Health Food Stall Inspectors should check process rather than stall cleanliness
May 6, 2008 by shananarocks
I find it quite appalling whenever I visit a hawker stall and queuing for quite a while, to find that the hawker that often produce the tastiest food oft have the most unhygienic process.
This statement is rather sweeping but quite true nonetheless. The need for speed to satisfy the insatiable hungry masses coupled with the need to save here and there, on cheap utensils and equally appalling food processes is what we have to contend with.
However, we have health food inspectors.
So, health food inspectors, pse when checking and dishing out “hygiene award” to hawker, pse do not just check if the stall is spanking clean. It could mean too much insecticide present that could be hazardous to the public health. Instead, try to focus on the preparation of food and packaging as suggested below:
a. Only fine hawkers who persist to use PLASTIC plates to scoops fried food in the hot burning wok. This often happens when the hawker is cooking fried kuai teow (flat rice noodles) or mee goreng. You can find this is almost all hawker centres. I tried suggesting to a famous hawker stall selling fried at Causeway Point to use a stainless steel plate instead due to the high heat involved, he merely smiled. Well I guess he is only a worker and the smile perhaps sum up the indifference here. After all most of the people here are like wandering nomads liken to a confluence of cultures where everybody simply peter off into ignominy with time. So, health food inspector, pse do your job and impose strict punishment for use of non-compliance utensils during the cooking process.

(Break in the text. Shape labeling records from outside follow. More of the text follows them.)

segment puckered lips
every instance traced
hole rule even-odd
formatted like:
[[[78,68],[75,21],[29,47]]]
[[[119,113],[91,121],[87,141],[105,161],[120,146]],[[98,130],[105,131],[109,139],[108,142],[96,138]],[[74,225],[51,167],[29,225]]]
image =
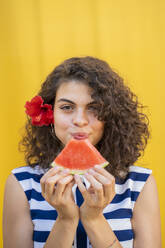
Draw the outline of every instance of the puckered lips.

b. Only fine hawkers who persist to put sizzling hot fried food onto styrofoam boxes. This is very apparent at a nasi lemak stall in Lorong Ah Soo where you can actually see the mold of the fried fish or chicken wing in the very styrofoam box that you consume awhile later. In our need-for-speed world, packet lunches appear to the increasing norm.
If you say that consumers have the right to choose, then think again. Yes, but the health cost would be quite exorbitant to to the government unless we are talking about the less ethical confounding confluence of health packages, medical insurances and health products companies awaiting at the sideline to join into this “health” fray.
So health food inspector, pse do your job. Dirty stalls may give us a diarrhea or two, but molten plastic is surely something much nastier….. and tastier?